Cloud reliability has been commonly cited as a serious risk for storing data in the cloud or using cloud-based services. Cloud-hosting companies had regular outages in 2012 and security experts warn that companies need to address the issue in service contracts and put a continuity plan in place to limit business disruptions.

CloudFlare said some of the Juniper routers did not automatically reboot and the company didn't have access to the routers' management ports, causing a delay in coming back online. "Even though some data centers came back online initially, they fell back over again because all the traffic across our entire network hit them and overloaded their resources," the company said.

CloudFlare said its team began to restore the network within 30 minutes, with full restoration in about an hour.

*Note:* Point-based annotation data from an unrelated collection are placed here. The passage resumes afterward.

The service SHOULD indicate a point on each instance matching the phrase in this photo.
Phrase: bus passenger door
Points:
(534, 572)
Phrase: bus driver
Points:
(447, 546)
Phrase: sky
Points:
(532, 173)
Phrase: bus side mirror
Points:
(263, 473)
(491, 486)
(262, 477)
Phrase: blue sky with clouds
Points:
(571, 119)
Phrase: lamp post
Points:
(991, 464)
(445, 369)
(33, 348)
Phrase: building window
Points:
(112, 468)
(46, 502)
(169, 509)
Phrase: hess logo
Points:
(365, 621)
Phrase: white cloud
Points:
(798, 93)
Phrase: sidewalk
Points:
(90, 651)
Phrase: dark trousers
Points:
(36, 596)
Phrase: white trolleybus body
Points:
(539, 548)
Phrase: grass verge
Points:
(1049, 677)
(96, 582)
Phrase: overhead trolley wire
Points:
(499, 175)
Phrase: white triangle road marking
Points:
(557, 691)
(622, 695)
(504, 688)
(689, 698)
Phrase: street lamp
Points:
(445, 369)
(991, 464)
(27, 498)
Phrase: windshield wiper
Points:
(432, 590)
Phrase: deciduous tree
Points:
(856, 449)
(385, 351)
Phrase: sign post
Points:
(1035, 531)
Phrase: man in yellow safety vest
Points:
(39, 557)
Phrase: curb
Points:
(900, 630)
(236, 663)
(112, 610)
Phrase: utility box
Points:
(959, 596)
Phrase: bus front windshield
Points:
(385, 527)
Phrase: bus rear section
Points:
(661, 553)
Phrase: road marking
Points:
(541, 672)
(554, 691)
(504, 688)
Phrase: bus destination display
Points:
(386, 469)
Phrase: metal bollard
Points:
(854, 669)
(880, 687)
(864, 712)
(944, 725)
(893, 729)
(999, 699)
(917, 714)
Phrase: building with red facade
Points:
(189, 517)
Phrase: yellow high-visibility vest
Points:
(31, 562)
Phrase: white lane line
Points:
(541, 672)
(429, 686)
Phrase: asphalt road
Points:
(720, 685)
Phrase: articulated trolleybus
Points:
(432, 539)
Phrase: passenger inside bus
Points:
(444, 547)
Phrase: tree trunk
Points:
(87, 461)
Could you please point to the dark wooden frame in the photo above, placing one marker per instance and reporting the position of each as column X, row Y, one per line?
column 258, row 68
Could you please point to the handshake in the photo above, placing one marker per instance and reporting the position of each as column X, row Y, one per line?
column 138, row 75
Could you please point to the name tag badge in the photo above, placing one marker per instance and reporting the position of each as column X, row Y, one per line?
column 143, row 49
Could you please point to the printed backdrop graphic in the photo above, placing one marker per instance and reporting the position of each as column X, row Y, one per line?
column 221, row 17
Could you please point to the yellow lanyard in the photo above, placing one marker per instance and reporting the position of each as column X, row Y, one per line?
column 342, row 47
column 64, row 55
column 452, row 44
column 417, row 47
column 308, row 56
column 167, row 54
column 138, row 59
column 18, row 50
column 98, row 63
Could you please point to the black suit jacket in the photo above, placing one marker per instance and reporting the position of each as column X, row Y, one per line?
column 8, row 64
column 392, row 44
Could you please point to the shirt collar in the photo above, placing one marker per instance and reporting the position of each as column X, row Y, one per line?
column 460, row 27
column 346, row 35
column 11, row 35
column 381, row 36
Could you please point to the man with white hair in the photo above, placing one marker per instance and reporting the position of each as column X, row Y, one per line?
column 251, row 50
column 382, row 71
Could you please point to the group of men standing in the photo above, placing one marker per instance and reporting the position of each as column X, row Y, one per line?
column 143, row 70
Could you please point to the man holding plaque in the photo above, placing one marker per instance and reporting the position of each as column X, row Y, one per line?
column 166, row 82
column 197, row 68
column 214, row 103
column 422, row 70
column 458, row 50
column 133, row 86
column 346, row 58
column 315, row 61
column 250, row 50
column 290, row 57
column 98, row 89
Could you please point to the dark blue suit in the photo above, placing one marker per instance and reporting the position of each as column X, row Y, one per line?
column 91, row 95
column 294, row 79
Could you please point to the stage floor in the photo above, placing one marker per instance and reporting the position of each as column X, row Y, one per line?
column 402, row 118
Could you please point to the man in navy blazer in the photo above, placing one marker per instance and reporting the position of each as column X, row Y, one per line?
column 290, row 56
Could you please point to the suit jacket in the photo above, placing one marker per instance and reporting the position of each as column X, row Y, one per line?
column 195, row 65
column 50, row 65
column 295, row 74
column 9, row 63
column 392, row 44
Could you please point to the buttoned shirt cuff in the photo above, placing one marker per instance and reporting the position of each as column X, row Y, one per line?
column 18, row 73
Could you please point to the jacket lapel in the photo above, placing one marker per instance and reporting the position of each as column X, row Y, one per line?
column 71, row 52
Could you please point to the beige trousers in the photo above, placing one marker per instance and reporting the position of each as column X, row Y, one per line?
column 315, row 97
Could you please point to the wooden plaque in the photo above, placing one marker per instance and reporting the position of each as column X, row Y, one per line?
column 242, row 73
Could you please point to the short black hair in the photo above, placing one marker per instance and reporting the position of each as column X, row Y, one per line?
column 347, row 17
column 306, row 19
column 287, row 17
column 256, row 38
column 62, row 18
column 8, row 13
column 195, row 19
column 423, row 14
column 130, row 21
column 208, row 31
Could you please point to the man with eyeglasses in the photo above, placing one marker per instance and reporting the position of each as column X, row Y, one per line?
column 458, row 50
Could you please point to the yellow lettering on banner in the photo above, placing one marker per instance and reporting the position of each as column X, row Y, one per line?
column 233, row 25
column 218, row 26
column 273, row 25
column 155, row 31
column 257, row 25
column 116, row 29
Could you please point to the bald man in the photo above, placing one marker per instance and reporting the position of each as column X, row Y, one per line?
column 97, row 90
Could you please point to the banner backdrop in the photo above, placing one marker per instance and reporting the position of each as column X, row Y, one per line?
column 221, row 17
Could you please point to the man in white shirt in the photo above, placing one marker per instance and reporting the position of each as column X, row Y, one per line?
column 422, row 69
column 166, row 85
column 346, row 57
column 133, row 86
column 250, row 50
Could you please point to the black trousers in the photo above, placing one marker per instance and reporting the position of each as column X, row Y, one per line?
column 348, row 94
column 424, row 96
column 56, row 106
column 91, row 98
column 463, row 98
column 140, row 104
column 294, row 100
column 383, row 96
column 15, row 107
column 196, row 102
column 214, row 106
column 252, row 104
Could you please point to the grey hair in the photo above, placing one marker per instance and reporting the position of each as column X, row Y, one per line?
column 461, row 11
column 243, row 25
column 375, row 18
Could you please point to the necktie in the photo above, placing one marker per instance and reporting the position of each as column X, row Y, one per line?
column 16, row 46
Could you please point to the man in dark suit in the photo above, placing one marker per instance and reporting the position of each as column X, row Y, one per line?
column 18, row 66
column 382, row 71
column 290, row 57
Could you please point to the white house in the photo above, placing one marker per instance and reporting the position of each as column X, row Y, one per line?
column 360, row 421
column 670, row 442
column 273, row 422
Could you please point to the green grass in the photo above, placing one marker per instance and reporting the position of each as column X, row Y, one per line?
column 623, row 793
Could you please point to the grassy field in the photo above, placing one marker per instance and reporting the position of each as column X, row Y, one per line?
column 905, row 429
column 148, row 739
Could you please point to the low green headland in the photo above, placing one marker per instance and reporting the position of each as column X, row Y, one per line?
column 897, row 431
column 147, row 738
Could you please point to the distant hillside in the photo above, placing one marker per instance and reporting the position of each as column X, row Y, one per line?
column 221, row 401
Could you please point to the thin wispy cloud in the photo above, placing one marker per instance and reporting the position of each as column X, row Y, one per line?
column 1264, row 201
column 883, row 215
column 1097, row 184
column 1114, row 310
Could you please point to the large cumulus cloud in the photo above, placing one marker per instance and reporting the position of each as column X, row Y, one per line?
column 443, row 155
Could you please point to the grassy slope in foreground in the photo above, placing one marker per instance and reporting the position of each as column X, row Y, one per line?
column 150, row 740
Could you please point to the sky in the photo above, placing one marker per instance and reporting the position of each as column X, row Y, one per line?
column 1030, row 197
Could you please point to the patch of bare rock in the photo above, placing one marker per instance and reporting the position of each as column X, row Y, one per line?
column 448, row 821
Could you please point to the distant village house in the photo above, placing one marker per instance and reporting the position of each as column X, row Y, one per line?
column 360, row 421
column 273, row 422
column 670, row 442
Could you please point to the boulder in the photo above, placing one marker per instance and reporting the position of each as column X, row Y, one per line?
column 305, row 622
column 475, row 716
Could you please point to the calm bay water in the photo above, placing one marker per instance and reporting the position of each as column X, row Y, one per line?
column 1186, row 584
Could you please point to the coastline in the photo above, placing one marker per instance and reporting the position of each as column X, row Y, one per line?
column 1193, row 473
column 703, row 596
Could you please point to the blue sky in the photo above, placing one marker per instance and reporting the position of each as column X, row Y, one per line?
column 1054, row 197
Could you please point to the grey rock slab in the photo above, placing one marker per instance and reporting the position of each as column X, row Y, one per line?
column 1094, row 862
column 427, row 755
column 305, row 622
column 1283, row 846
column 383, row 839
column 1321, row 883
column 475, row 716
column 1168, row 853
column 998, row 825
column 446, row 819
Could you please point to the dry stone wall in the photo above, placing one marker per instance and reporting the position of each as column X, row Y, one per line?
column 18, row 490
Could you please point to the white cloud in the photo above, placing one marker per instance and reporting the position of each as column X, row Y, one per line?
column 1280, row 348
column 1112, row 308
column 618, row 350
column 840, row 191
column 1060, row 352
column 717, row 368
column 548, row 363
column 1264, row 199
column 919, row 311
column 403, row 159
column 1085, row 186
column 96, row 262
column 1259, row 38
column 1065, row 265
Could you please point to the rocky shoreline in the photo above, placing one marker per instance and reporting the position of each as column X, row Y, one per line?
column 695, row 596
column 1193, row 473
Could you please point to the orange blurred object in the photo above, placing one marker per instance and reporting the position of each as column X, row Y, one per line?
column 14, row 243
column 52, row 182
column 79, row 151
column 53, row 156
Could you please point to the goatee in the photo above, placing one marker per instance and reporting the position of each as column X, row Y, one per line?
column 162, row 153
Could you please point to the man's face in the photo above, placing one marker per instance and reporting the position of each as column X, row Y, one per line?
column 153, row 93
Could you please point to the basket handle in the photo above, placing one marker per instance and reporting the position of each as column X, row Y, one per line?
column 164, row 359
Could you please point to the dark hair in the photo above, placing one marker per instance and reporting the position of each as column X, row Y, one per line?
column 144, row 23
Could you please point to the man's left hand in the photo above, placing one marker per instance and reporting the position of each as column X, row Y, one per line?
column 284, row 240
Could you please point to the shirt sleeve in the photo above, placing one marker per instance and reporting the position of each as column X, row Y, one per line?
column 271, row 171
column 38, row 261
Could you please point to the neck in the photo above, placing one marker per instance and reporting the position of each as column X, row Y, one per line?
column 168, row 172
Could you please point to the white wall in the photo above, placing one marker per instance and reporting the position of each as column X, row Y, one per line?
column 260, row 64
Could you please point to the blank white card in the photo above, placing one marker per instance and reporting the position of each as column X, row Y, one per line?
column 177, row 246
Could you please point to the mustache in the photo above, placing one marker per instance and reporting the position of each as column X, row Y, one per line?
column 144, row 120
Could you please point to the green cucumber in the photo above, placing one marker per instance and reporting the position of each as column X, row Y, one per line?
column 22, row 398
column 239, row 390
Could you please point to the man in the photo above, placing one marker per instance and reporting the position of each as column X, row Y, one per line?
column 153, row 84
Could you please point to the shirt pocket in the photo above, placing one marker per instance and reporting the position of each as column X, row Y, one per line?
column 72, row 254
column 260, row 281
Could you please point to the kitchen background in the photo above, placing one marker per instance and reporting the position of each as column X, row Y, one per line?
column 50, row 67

"We will be doing more extensive testing of Flowspec-provisioned filters and evaluating whether there are ways we can isolate the application of the rules to only those data centers that need to be updated, rather than applying the rules networkwide," CloudFlare said.

A Juniper spokesperson contacted by CRN said the company is aware of the incident and is investigating how the CloudFlare outage took place. The company is not aware of any other customers experiencing similar issues, the spokesperson said.

“While we have not completed our investigation, we believe this incident was triggered by a product issue that Juniper identified last October, when a patch was also made available," the spokesperson said in an email message. "Our customer support team is actively supporting CloudFlare in its efforts to resolve the issue."

CloudFlare has had security issues in the past. In June 2012, the company acknowledged that a series of problems led to a data-security breach of its network and an attack on one of its customers.